The reason Miss Myrover's course created some surprise was not,
therefore, the fact that a Southern white woman should teach a
colored school; it lay in the fact that up to this time no woman
of just her quality had taken up such work. Most of the teachers
of colored schools were not of those who had constituted the
aristocracy of the old regime; they might be said rather to
represent the new order of things, in which labor was in time to
become honorable, and men were, after a somewhat longer time, to
depend, for their place in society, upon themselves rather than
upon their ancestors. But Mary Myrover belonged to one of the
proudest of the old families. Her ancestors had been people of
distinction in Virginia before a collateral branch of the main
stock had settled in North Carolina. Before the war they had been
able to live up to their pedigree. But the war brought sad
changes. Miss Myrover's father--the Colonel Myrover who led a
gallant but desperate charge at Vicksburg--had fallen on the
battlefield, and his tomb in the white cemetery was a shrine for
the family. On the Confederate Memorial Day no other grave was so
profusely decorated with flowers, and in the oration pronounced
the name of Colonel Myrover was always used to illustrate the
highest type of patriotic devotion and self-sacrifice. Miss
Myrover's brother, too, had fallen in the conflict; but his bones
lay in some unknown trench, with those of a thousand others who
had fallen on the same field. Ay, more, her lover, who had hoped
to come home in the full tide of victory and claim his bride as a
reward for gallantry, had shared the fate of her father and
brother. When the war was over, the remnant of the family found
itself involved in the common ruin,--more deeply involved, indeed,
than some others; for Colonel Myrover had believed in the ultimate
triumph of his cause, and had invested most of his wealth in
Confederate bonds, which were now only so much waste paper.

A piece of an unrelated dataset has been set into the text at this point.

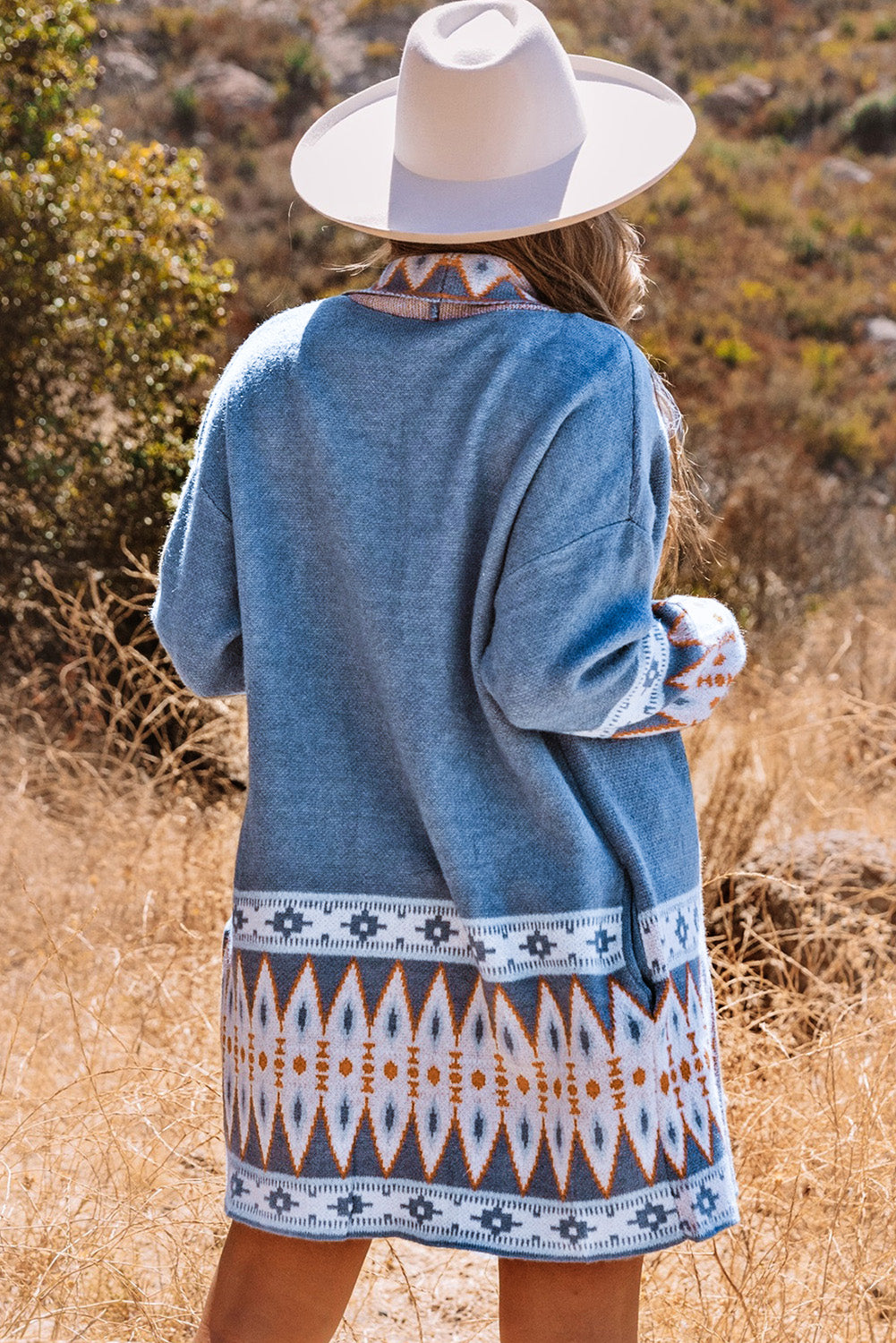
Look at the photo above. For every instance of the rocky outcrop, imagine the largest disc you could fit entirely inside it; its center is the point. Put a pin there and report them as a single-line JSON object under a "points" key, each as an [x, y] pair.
{"points": [[734, 102], [844, 169], [124, 69], [882, 330], [228, 90]]}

There had been a little left. Mrs. Myrover was thrifty, and had
laid by a few hundred dollars, which she kept in the house to meet
unforeseen contingencies. There remained, too, their home, with
an ample garden and a well-stocked orchard, besides a considerable
tract of country land, partly cleared, but productive of very
little revenue.

With their shrunken resources, Miss Myrover and her mother were
able to hold up their heads without embarrassment for some years
after the close of the war. But when things were adjusted to the
changed conditions, and the stream of life began to flow more
vigorously in the new channels, they saw themselves in danger of
dropping behind, unless in some way they could add to their meagre
income. Miss Myrover looked over the field of employment, never
very wide for women in the South, and found it occupied. The only
available position she could be supposed prepared to fill, and
which she could take without distinct loss of caste, was that of a
teacher, and there was no vacancy except in one of the colored
schools. Even teaching was a doubtful experiment; it was not what
she would have preferred, but it was the best that could be done.

"I don't like it, Mary," said her mother. "It's a long step from
owning such people to teaching them. What do they need with
education? It will only make them unfit for work."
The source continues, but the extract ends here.